Spark external shuffle service is not enabled by default in Spark 1.5.1 and Spark 1.6.0. To enable it for one of these versions, configure it as follows:

  • Override Hadoop Configuration Variables

    Before starting a Spark cluster, pass the following Hadoop overrides to start Spark external shuffle service:

    yarn.nodemanager.aux-services=mapreduce_shuffle,spark_shuffle
    yarn.nodemanager.aux-services.spark_shuffle.class=org.apache.spark.network.yarn.YarnShuffleService
    

    See Advanced Configuration: Modifying Hadoop Cluster Settings for setting the Hadoop override configuration variables in the QDS UI.

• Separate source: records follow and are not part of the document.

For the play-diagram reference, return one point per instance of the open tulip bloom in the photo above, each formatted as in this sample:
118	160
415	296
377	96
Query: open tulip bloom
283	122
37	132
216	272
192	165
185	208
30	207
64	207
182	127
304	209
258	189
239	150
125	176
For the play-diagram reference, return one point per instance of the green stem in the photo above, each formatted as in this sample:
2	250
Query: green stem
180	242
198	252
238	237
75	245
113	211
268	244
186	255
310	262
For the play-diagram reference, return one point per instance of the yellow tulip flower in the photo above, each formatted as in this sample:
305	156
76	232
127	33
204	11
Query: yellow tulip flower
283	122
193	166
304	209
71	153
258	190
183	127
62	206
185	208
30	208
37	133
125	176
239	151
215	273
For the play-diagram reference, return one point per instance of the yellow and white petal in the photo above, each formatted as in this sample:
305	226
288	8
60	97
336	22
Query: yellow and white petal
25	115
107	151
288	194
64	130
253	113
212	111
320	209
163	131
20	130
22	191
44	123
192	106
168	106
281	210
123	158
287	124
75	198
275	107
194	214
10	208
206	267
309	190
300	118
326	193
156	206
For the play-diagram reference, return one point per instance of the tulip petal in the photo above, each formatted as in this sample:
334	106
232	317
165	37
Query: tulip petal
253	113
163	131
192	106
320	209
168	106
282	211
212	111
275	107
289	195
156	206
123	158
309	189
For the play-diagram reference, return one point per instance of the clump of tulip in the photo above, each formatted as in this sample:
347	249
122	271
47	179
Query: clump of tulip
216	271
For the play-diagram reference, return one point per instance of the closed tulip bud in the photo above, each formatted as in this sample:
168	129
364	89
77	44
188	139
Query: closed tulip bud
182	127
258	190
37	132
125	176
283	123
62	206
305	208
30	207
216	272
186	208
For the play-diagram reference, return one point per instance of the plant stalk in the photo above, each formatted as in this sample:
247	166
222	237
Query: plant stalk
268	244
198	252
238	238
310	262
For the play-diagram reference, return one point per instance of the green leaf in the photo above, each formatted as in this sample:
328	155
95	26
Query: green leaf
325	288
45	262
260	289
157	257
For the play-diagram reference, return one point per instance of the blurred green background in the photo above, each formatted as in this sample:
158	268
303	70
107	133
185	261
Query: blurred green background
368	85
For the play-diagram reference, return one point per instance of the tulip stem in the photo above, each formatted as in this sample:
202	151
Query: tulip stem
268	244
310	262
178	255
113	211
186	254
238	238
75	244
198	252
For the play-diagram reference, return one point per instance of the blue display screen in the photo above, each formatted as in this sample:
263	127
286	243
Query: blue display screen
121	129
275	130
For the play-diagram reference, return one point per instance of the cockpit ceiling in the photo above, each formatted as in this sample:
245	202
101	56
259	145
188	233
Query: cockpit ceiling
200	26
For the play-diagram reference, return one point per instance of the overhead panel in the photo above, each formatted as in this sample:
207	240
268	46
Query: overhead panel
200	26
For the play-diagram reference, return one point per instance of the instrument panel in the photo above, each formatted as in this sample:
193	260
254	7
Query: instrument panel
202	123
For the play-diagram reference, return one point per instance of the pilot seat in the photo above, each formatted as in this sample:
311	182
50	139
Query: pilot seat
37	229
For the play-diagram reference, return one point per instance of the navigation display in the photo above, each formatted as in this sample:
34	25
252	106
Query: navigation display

  • Spark Configuration Variable

    Set the configuration to enable external shuffle service on a Spark application, a Spark cluster or a Spark notebook.

    Enabling External Shuffle Service on a Spark Cluster

    Set the following configuration in the Override Spark Configuration Variables text box of the cluster configuration page:

    spark-defaults.conf:
    
    spark.shuffle.service.enabled    true
    

    See Configuring a Spark Cluster for more information.

    Note

    If you set spark.shuffle.service.enabled to false, then the Spark application does not use the external shuffle service.

    Enabling External Shuffle Service on a Spark Command

    Configure the following setting as a Spark-submit option in the command/query composer while composing a Spark application:

    --conf spark.shuffle.service.enabled=true

    See Composing Spark Commands in the Analyze Page for more information.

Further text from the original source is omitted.